Alt-jr2 can be used to keep historical data since ther is no
restriction on the number of counts that can be stored within the
<count-group>. Thus, Tool X can supply a count in phase 1,

<phase-group>
<phase phase-name="create" process-name="Translation" tool="Tool X"
date="2002-04-10T09:41:02Z"/>
</phase-group>
..
<count-group name="example">
<count phase-name="create" count-type="untranslated">132</count>
</count-group>

Tool Y can add an update to it in phase 2,

<phase-group>
<phase phase-name="create" process-name="Translation" tool="Tool X"
date="2002-04-10T09:41:02Z"/>
<phase phase-name="translate" process-name="Translation" tool="Tool Y"
date="2002-04-11T11:43:04Z"/>
</phase-group>
..
<count-group name="example">
<count phase-name="create" count-type="untranslated">132</count>
<count phase-name="translate" count-type="untranslated">43</count>
</count-group>

and Tool Z can update Tool X's count and ignore Tool Z's in phase 3.

<phase-group>
<phase phase-name="create" process-name="Translation" tool="Tool X"
date="2002-04-10T09:41:02Z"/>
<phase phase-name="translate" process-name="Translation" tool="Tool Y"
date="2002-04-11T10:42:03Z"/>
<phase phase-name="review" process-name="Translation" tool="Tool Z"
date="2002-04-12T11:43:04Z"/>
</phase-group>
..
<count-group name="example">
<count phase-name="create" count-type="untranslated">132</count>
<count phase-name="translate" count-type="untranslated">43</count>
<count phase-name="review" count-type="untranslated">56</count>
</count-group>


Finally, my thoughts, extending from John's ideas:

I don't think that writing the tool used for a count as an attribute is suitable as this may prove inaccurate if/when the same tool re-addresses the XLIFF document after processing by others.
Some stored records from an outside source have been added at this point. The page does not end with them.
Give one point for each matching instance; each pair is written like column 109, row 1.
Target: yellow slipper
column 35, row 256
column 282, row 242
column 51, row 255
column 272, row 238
Also, this could lead to a rapidly growing <count-group> element or the need for multiple <count-group>s as each tool processing the document writes its own information which then becomes redundant.

However I do like John's '[Alt-jr2]' proposal as I consider this to be the most usable but would like to modify this slightly!? (and the structure of XLIFF) so that the <count-group> element be moved to become a child element of phase. I see that this will overcome a number of issues such as:
1. Having to parse multiple <count> elements to detect which one is current, i.e. which one represents the document in its current state.
2. Preserving historic count data in a suitable area of the document, i.e. it will be a child of the phase
3. Remove the possibility that the count information for a specific tool be incorrect after processing by another tool
4. Prevent one tool overwriting or altering the count information of another
5. Negate the requirement to progammatically have to link the phase information to the count information.